Le propos n'est pas évident et il serait facile de jeter la pierre à ces parents qui passent par la science(6). Face à la crainte de perdre leur enfant, la souffrance de le voir dépérir, la confusion des sentiments existe. Nul doute que certainement ils veulent aussi un autre enfant pour lui-même, mais rien ne permet d'attenter au sens de la vie d'une personne, car il vaut autant que sa vie. Et il est à craindre que plus tard, sortis de la confusion des sentiments, ces parents se rendent compte avec douleur des conséquences de leurs choix.
(Jean Degert) CPDH - 27/10/08
(1) Concernant la France, la législation actuelle n'autorise la recherche que sur les cellules souches d'embryons ne faisant pas l'objet d'un projet parental après une assistance médicale à la procréation et conçus avant la dernière loi de bioéthique du 6 août 2004. D'autres conditions sont requises, mais sans rapport avec le propos de l'article ; il s'agit de conditions de résultats et d'analogie : la recherche sur les cellules souches embryonnaires doit « être susceptible de permettre des progrès thérapeutiques majeurs » et il ne doit pas exister de « méthode alternative d'efficacité comparable ».

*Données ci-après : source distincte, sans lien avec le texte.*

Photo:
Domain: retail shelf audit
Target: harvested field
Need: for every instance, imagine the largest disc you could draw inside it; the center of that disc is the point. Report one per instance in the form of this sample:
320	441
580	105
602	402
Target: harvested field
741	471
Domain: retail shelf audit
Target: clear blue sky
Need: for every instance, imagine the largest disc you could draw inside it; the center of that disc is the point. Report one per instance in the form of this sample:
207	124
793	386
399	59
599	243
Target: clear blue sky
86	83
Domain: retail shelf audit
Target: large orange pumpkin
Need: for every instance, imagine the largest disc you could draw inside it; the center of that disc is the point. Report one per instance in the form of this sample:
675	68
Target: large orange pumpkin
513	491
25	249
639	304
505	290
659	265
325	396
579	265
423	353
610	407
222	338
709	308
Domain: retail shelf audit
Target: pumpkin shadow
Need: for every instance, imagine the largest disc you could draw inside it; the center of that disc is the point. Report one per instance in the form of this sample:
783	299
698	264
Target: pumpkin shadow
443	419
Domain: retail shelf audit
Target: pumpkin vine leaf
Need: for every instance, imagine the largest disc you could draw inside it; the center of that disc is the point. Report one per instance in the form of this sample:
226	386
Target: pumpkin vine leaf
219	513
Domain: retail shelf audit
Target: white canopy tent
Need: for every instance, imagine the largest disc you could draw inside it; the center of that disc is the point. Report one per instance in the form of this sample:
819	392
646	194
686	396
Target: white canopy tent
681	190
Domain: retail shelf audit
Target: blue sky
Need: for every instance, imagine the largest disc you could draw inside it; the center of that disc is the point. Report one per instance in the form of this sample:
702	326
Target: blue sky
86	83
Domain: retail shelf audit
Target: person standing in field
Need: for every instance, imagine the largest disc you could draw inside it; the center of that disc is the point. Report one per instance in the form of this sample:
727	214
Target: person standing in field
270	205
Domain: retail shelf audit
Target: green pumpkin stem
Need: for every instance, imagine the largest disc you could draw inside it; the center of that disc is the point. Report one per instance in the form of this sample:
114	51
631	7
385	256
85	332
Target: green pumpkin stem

(2) Emmanuel Kant, Fondements de la métaphysique des mœurs, Librairie philosophique J. Vrin, 1980, 395-6
(3) L'exigence du Christ dépasse même largement celle de Kant qui s'inspire partiellement d'elle : elle ne vise pas à l'intérêt de celui qui s'abstiendrait de faire du mal, mais également à celui de l'auteur du mal. Le chrétien rend le bien pour le mal par amour pour son prochain.
(4) TGI Reims, 1ère chambre civile 19 juillet 2005
(5) Dans le même contentieux, ces parents avaient déjà été indemnisés pour ne pas avoir été correctement informés sur le risque de trisomie 21 de leur fille, ce qui les avait conduits à ne pas avoir recours à une interruption médicale de grossesse (TGI Reims, 1ère chambre civile, 18 janvier 2005)
(6) La question va bientôt se poser dans l'actualité française.